Line a baking sheet with parchment paper and brush with oil, set aside.
Lightly oil a medium to large bowl and set aside.

In bowl of electric mixer whisk yeast into warm water to dissolve and set aside for 5 minutes until mixture goes from beige water to a creamier, opaque beige color.
Using mixer's paddle attachment, add flours, table salt, sugar and caraway seeds and mix on medium-low until dough comes together. (If dough seems excessively dry add warm water one tablespoon at a time and continue beating till it comes together.)Remove paddle attachment and switch to dough hook. Beat on medium speed until dough is smooth, elastic and slightly tacky, 4-5 minutes.With mixer on low add cranberries and pecans. Feel free to use your hands to knead in nuts and fruit if they are not being incorporated.Transfer dough to oiled bowl, cover with oiled plastic wrap and let rise in a warm, draft free place (I put mine in my oven, which was off) until doubled in bulk, about an hour.In small bowl beat egg with 1 Tablespoon of water.
Turn dough onto a lightly floured work surface. Roll out with rolling pin into a rectangle, about 13x10 inches and 1/2 inch thick.
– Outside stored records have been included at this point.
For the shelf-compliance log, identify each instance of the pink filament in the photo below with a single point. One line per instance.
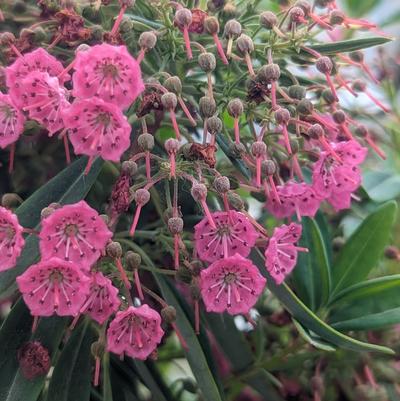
(175, 124)
(220, 49)
(135, 220)
(138, 285)
(186, 38)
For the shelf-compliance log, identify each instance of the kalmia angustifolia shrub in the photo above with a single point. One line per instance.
(212, 82)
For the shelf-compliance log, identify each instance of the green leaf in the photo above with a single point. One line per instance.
(16, 331)
(71, 379)
(312, 273)
(69, 186)
(308, 319)
(363, 249)
(349, 45)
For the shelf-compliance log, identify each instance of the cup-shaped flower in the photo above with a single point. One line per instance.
(74, 233)
(11, 121)
(231, 284)
(233, 234)
(54, 287)
(135, 332)
(102, 300)
(11, 239)
(108, 72)
(97, 128)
Fold 1/2 inch flaps inward on both short ends. Starting at the top, roll the dough towards you gently pressing as you go to form a tight log.
Gently roll log back and forth to seal the seam. If seam doesn't stay sealed brush it with beaten egg and press down again to seal.

Transfer loaf to baking sheet, seam side down. Cover loosely with plastic wrap and let rise in a warm place until dough is puffed and holds an impression from your fingertip, about 45 minutes.

Preheat oven to 350
Brush the loaf generously with egg wash and sprinkle with sea salt.
Bake, rotating sheet halfway through, until the crust is deep golden brown, and an instant-read thermometer inserted in the center of the bread registers 190 degrees on an instant read thermometer, 35-40 minutes.
Transfer bread to a wire rack to cool completely before slicing.